The European Medicines Agency’s Committee for Medicinal Products for Human Use approved the extension of Eli Lilly’s tirzepatide (Mounjaro) to patients aged 10 and older, a decision that will allow the drug to be prescribed under EU national health‑insurance schemes for pediatric type‑2 diabetes.
The approval follows the SURPASS‑PEDS trial, which showed a 2.2 percentage‑point reduction in HbA1c and an 11.2% decrease in BMI at the 10 mg dose compared with placebo, confirming the drug’s safety and efficacy in children and adolescents.
Eli Lilly’s Q3 2025 revenue reached $17.60 billion, a 54% year‑over‑year increase driven largely by Mounjaro and the recently launched weight‑management drug Zepbound. The two products together generated $10.1 billion in sales, up from $4.37 billion in Q3 2024, and the company raised its full‑year 2025 revenue guidance to $63 billion–$63.5 billion.

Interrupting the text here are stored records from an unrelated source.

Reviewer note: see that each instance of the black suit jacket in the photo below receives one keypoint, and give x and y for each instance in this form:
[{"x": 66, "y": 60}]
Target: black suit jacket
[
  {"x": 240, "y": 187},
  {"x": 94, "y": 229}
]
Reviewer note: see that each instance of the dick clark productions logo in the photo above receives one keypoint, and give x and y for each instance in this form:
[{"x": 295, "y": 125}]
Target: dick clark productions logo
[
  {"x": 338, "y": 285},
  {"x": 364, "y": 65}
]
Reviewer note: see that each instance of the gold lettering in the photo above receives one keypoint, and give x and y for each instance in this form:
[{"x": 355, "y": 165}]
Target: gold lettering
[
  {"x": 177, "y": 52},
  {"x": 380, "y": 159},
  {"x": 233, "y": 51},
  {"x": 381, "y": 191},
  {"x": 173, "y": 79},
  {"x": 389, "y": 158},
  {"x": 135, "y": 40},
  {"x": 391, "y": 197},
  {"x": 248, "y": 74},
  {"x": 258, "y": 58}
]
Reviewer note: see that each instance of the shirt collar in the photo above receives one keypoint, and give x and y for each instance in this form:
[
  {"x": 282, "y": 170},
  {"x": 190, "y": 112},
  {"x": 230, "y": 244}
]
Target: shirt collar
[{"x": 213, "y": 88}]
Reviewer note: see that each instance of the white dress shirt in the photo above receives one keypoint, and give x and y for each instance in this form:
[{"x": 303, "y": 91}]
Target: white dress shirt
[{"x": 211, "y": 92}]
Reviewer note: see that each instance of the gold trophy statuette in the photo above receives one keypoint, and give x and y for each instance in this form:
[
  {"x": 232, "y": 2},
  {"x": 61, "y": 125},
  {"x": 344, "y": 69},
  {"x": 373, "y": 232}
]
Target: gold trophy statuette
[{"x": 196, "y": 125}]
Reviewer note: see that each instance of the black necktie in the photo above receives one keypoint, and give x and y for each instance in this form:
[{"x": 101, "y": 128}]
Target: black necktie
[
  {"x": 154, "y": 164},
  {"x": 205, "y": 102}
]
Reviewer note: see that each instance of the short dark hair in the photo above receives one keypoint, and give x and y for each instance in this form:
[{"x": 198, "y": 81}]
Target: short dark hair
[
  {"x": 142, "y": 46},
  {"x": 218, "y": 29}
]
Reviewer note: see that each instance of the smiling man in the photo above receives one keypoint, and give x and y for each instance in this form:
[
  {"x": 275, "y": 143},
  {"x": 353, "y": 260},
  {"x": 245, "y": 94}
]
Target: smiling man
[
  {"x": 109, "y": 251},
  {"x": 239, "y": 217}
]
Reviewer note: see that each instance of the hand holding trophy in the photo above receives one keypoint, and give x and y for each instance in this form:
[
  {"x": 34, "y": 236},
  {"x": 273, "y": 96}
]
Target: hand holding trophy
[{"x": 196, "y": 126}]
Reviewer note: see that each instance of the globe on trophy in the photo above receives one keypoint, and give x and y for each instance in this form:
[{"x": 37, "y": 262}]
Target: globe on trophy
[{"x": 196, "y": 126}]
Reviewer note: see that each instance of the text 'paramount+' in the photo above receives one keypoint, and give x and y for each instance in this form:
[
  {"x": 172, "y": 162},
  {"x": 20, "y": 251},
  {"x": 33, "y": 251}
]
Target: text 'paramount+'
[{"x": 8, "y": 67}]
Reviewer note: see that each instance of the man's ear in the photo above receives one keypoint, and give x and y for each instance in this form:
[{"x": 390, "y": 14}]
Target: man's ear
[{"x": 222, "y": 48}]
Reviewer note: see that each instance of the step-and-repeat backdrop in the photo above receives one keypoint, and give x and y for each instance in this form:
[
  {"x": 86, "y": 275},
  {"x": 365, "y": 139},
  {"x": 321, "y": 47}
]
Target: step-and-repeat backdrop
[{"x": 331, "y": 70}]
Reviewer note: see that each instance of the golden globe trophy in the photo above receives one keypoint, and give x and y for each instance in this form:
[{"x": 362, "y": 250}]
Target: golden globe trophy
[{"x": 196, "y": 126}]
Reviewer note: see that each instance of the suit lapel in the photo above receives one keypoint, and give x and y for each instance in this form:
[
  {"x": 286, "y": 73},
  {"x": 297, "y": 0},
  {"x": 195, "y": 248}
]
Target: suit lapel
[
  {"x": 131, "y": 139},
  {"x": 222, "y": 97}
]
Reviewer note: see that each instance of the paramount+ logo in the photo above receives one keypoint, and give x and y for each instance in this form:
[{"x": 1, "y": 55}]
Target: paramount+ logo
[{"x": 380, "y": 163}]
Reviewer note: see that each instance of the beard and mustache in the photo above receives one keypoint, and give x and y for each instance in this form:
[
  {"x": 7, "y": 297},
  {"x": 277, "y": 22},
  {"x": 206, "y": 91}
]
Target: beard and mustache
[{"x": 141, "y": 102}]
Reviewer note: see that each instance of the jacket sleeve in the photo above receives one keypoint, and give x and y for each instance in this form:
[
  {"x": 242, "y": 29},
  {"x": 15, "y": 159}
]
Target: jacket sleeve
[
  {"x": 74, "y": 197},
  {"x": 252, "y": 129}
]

The pediatric approval expands Mounjaro’s addressable market, potentially adding a substantial new revenue stream and reinforcing Lilly’s leadership in the GLP‑1 and diabetes therapeutic area. It also strengthens the company’s competitive position against rivals such as Novo Nordisk, whose Ozempic and Wegovy products dominate the adult market.
The decision aligns with Lilly’s broader strategy of leveraging its dual GIP/GLP‑1 mechanism to capture high‑margin growth opportunities. Management has highlighted the strong performance of its core incretin portfolio and the company’s confidence in sustaining revenue growth through continued product expansion.
Overall, the EMA endorsement signals regulatory confidence in Mounjaro’s pediatric profile and positions Eli Lilly to capitalize on a growing segment of type‑2 diabetes patients, while reinforcing its market leadership in the rapidly expanding GLP‑1 space.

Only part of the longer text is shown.